New Delhi:
After meeting Prime Minister Manmohan Singh over a year ago, Congress General Secretary Rahul Gandhi promised a radical change in India's land acquisition law, addressing the concerns of farmers with regard to adequate compensation for land acquired from them. But senior party colleague and Rural Development Minister Jairam Ramesh, who has piloted the bill, has now done a complete U-turn.
The Ministry of Rural Development, in its cabinet note, says that the new Right to Fair Compensation, Resettlement, Rehabilitation and Transparency in Land Acquisition Bill, 2012 will only be applicable for new projects.
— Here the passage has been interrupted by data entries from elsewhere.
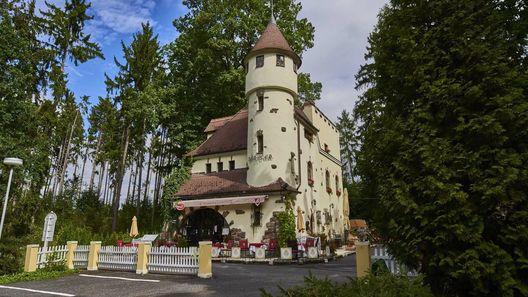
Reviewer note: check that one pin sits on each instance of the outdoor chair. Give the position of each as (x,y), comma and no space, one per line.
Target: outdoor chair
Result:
(272,248)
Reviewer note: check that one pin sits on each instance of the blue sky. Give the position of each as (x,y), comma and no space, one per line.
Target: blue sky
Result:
(342,28)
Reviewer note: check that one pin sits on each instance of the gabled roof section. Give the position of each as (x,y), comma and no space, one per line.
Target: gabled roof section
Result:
(272,39)
(214,124)
(230,137)
(225,183)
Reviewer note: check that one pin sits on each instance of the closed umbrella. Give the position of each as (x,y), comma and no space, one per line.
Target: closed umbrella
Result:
(133,228)
(346,210)
(300,220)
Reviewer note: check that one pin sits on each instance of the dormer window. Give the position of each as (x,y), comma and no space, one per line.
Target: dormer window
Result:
(280,60)
(260,61)
(260,101)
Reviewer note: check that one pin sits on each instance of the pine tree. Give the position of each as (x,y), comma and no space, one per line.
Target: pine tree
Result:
(444,128)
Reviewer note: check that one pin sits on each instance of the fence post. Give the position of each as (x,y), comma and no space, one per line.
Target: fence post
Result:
(30,263)
(205,269)
(143,251)
(70,255)
(362,258)
(93,255)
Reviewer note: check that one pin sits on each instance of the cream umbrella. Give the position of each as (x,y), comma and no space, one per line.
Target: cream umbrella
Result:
(346,209)
(300,220)
(133,228)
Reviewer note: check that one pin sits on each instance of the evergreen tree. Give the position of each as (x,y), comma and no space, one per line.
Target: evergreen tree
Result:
(444,128)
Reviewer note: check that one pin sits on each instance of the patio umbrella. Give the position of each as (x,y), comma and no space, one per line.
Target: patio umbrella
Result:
(346,209)
(133,228)
(300,220)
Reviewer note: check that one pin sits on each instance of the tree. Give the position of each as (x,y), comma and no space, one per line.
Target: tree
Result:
(444,130)
(136,84)
(206,75)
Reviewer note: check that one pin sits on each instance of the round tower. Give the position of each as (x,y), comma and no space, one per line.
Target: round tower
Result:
(271,89)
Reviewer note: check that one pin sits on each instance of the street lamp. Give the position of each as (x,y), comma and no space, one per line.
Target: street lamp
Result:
(10,162)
This will, thus, bring to naught Mr Gandhi's much-publicised
padyatra that he undertook last year for the cause of the farmers of Uttar Pradesh since old laws for remuneration will apply in those cases.
Mr Ramesh has also made a crucial change in the land bill, making it mandatory only for 80% of the landholders to give their consent and not affected families. The latest draft also says that the amount of fertile land that can be acquired from the farmers has been left to the state government. The acreage for applicability of the land bill will also be decided by the states. Some of these amendments to the bill are likely to be strongly opposed by allies of the Congress.
The bill met with stiff resistance from several ministers the last time it was discussed in the cabinet but the urgency of introducing the contentious bill, coupled with not thwarting Mr Gandhi's mission ahead of the crucial Uttar Pradesh elections, was uppermost in everyone's minds. But the tables have since turned and with industry expressing reservations about the new draft of the bill, it could be a long road ahead.